He could feel her body shake, knew his words weren’t having any effect. So he told her the facts, hoping their simplicity would help her.

‘You were walking down stairs we’d both used a million times before. It had been raining—a light summer rain that had come from nowhere. You slipped. It was an accident.’

He said the words over and over again—to himself just as much as to her—until her shaking dissipated and everything went still. They stood in each other’s arms longer than was necessary, their grief finally—finally—something they shared.

Not completely, a voice reminded him, and he stepped back. His heart thudded painfully in his chest as a reminder of what he needed to tell her—worse now that he knew about the guilt she felt. And the expression on her face—the completely exhausted expression—tempted him to ignore it, to tell her some other time.
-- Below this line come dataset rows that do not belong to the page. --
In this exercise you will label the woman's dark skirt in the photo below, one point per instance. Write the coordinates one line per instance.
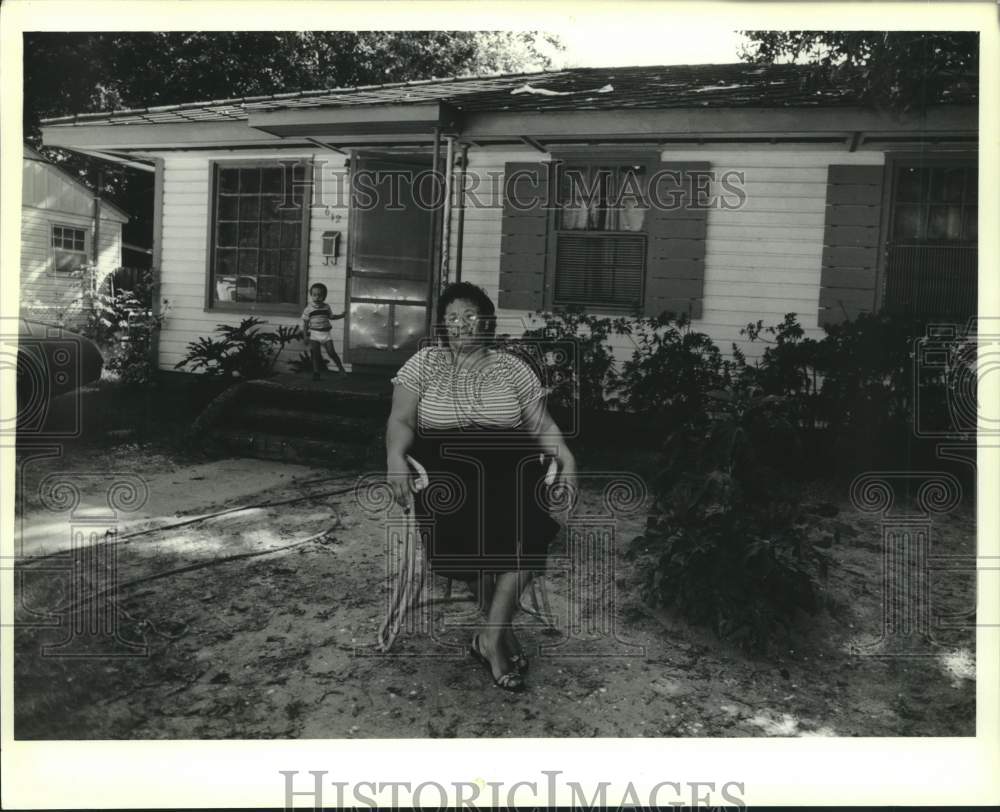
(484, 509)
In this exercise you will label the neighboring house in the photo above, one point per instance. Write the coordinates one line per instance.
(814, 204)
(57, 238)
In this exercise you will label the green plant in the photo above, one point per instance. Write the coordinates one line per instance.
(303, 363)
(572, 350)
(122, 323)
(671, 371)
(242, 352)
(724, 545)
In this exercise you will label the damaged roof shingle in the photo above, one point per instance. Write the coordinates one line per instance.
(657, 87)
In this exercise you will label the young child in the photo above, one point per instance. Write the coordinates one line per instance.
(316, 328)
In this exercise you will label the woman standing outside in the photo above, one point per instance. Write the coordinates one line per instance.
(476, 416)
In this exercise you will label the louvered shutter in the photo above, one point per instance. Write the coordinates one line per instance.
(524, 236)
(675, 265)
(850, 242)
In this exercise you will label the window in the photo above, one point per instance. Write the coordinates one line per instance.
(935, 204)
(600, 244)
(259, 239)
(930, 264)
(69, 248)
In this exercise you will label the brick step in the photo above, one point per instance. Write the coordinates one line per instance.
(302, 393)
(298, 422)
(289, 448)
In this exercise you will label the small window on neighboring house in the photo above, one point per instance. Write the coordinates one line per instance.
(600, 250)
(69, 248)
(935, 204)
(260, 236)
(931, 256)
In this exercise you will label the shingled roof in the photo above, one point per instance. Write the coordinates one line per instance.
(662, 87)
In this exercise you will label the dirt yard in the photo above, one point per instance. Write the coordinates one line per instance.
(259, 623)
But he knew that was just an excuse. He wouldn’t ever get to that other time—not when he had been meaning to tell her since the accident. And now she had bared her soul to him he knew he couldn’t keep it a secret from her any more.

‘There’s something I need to tell you.’ He said it quickly, afraid that he wouldn’t get through it otherwise. ‘I had to give them permission to operate on you, Mila. You were bleeding from the abruption, losing consciousness...’

He shook his head.

‘Waiting for the bleeding to subside would have put you and the baby at risk.’ He took a shaky breath, not daring to look at her—not yet. ‘I had to approve the C-section knowing there was a chance our baby wouldn’t survive. But I couldn’t take a chance on losing both of you...’

His voice had gone completely hoarse at this admission of something he had carried with him for what felt like for ever, and he forced himself to look at her before he lost his courage. She was staring at him, those eyes more haunting than ever before, carefully blank of all the emotion he wished he could read in her.

Her hand reached up, and he braced himself for the pain of a slap, but she only brushed away the remnants of her tears from her cheeks. Then she cleared her throat.

‘I know.’

He looked at her, his eyes wide. ‘What?’

‘The doctor told me when I went back for my check-up. And then I asked Greg about it and he confirmed it.’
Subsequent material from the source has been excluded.